“王将军过奖了,张将军智勇双全,曾用孔明‘空城计’智退吐蕃,末将佩服、佩服。”
一边说话一边打量起张守珪:三旬开外,虎背熊腰,魁梧异常,魁梧异常,眉如利剑,目似寒星,手使一杆镔铁银枪,威风凛。
张守珪眉梢一喜,盛赞道:“果不愧是秦家锏法的传人,游龙出鞘,威震天下,更兼吴将军智勇又全,初次出战,就立下大功,如武神孙武在世,吴将军,前途不可估量也!”
“王将军,我立下了大功。”
三人聊得正酣,薛畅策马狂奔而来,他手里提着一颗血淋淋的人头,横刀挑着一顶金盔,五十名亲兵家将紧随其后。
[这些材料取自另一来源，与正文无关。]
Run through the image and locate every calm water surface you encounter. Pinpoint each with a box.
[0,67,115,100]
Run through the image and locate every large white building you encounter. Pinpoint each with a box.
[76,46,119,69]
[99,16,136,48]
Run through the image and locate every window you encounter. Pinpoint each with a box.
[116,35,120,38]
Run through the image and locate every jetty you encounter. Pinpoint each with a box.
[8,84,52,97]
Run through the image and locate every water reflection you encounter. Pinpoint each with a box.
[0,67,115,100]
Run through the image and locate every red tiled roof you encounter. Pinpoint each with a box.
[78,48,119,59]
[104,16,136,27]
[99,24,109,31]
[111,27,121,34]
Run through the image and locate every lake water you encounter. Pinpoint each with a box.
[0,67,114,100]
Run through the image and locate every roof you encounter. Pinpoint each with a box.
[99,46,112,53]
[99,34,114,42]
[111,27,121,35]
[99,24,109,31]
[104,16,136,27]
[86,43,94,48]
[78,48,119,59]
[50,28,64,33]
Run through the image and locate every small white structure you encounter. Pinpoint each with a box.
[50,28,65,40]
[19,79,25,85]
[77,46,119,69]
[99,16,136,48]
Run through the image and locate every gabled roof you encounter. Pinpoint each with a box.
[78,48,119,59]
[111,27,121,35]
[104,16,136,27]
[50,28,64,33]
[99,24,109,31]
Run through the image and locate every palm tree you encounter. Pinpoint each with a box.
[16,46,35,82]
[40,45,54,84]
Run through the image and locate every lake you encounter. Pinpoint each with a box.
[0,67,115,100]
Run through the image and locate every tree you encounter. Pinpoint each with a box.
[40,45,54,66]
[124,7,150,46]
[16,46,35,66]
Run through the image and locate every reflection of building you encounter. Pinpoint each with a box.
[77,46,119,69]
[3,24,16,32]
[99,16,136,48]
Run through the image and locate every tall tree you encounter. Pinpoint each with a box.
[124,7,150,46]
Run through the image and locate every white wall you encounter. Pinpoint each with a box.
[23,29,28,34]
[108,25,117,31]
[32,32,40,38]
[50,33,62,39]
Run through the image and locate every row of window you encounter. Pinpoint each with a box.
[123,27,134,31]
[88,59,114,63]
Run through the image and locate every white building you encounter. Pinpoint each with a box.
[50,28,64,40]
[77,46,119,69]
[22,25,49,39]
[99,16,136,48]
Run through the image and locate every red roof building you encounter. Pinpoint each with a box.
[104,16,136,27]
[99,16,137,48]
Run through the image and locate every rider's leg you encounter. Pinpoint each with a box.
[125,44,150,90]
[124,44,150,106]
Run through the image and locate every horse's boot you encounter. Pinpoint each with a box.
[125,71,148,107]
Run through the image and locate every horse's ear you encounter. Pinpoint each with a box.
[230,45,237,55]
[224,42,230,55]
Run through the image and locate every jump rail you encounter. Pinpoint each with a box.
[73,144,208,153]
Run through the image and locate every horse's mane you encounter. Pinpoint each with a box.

薛畅像得了宝贝似地将人头拎在王海宾面前,像中了彩似地欢喜道:“王将军,末将把六指乡弥洪砍了,得给我记大功一件。”
张守珪拍马上前,定睛一看,开怀大笑道:“这位小将军,你中了六指乡弥洪的金蝉脱壳之计了,这是他的部将扎哈。”
三人开怀大笑,薛畅似霜打了的茄子蔫了下去,突然抽出横刀,一声怒喝,将扎哈的人头劈成两半。